Open njmattes opened 8 years ago
@njmattes there is a shp2pgsql
(such as the raster2pgsql
) described in a tutorial. I saw that is also possible to get a GeoJSON
compliant polygon and ingest. The shapefiles to ingest would be the GADM
regions?
Yes I think we can start with just the GADM0 regions.Unless it's easier to ingest all of them (GADM1, GADM2) at once. Joshua's mentioned FPU regions, but I don't have outlines for those.
@njmattes we could load them in batches. Specially if something goes wrong, and we need to rollback. Do we have all those shapefiles already downloaded, or we still need to do so at the GADM website?
I don't have the GADM files anymore (they're huge). You can download the entire world here: http://www.gadm.org/version2.
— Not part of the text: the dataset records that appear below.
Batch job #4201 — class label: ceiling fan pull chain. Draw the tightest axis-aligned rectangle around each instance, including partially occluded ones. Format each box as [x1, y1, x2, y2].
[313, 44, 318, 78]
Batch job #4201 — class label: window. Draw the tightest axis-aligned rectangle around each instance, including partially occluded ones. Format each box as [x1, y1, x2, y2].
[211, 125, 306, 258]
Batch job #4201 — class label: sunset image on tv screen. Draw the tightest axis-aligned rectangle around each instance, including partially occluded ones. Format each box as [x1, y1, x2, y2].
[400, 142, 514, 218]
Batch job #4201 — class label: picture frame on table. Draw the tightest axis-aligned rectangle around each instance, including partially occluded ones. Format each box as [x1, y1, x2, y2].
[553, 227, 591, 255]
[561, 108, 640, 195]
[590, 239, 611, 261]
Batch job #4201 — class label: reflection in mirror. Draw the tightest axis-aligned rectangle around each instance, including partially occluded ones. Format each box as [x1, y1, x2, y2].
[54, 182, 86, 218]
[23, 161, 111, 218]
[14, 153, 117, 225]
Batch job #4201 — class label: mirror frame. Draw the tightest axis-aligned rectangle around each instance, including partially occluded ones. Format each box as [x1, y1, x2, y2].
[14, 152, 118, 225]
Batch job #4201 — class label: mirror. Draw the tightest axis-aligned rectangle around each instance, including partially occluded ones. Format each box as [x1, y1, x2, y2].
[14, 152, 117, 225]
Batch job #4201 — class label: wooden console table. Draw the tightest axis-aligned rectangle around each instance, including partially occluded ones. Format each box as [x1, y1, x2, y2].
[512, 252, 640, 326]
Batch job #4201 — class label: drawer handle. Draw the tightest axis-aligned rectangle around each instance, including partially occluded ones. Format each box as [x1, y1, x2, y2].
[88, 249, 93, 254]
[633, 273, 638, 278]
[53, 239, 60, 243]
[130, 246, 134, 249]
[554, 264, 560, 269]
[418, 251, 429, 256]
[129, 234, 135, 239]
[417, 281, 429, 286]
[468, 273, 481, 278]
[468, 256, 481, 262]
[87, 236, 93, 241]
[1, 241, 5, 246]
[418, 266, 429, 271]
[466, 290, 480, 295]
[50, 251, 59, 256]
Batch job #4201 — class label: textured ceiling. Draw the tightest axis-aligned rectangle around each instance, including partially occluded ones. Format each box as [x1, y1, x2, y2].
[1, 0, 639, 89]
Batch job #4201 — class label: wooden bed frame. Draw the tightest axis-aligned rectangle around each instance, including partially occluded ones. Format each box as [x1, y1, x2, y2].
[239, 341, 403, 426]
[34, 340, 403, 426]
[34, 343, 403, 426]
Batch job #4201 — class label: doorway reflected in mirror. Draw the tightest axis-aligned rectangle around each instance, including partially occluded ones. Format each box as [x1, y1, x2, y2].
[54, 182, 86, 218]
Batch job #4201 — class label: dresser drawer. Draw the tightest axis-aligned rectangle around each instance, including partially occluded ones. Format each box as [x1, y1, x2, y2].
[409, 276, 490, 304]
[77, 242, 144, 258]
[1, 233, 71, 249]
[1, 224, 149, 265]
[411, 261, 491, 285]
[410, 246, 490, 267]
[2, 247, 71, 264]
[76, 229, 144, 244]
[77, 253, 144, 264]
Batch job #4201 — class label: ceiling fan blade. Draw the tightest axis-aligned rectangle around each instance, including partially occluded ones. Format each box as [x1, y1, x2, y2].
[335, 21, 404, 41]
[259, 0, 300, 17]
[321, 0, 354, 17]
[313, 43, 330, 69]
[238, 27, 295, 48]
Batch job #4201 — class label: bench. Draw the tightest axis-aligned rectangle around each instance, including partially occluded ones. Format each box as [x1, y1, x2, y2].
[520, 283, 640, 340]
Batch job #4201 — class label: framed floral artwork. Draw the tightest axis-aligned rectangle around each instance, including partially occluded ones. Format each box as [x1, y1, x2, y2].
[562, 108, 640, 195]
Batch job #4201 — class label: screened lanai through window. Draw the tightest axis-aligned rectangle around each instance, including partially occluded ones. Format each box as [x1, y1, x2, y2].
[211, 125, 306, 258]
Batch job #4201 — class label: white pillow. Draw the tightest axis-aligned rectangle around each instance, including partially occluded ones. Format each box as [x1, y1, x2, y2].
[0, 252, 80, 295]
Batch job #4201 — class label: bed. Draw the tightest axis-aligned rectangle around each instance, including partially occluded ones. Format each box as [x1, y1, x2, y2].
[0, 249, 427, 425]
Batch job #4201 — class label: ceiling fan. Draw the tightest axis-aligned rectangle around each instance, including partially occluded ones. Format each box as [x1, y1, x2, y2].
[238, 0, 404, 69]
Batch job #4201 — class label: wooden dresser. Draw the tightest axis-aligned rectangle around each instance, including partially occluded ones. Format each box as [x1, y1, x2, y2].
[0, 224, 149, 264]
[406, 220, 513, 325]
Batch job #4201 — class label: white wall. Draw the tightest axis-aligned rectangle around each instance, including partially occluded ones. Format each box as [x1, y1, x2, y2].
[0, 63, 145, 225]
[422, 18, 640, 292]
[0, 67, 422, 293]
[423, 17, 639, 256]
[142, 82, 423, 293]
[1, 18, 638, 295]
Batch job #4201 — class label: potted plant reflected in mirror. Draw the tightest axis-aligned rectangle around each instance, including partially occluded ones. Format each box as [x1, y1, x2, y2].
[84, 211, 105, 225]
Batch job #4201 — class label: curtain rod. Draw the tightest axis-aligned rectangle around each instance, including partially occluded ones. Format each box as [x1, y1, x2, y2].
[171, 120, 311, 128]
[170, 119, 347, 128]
@njmattes I've created a folder at /var/www/gadm
and downloaded the entire world there (by the way, super fast - 334MB in 14s). It is still zipped, and I would like to hear from @legendOfZelda if he tried to ingest shapefiles on his tests, and if we need to change something prior to ingest.
i ingested the .shp
file into a table called regions
using ogr2ogr
. the table with its columns was created by ogr2ogr
itself but we don't really want all these columns (varname_1
, nl_name_1
, engtype_1
, etc). all we need is a primary key, geom, and a JSON with the metadata (that can contain the geometry again, not super efficient in space but convenient).
besides, a new .shp
file might have other attributes than those, forcing us to let ogr2ogr
create a new table for that .shp
file. however, it is possible to append a .shp
file to an existing PostGIS table as explained here: http://spatialmounty.blogspot.com/2015/05/ogr2ogr-append-new-shapefile-to.html. that requires mapping the attributes in the .shp
file to attributes that already exist in the table but it will lead to cumbersome NULLs anyway because shapefiles are not uniform, i.e. don't always have the same metadata fields.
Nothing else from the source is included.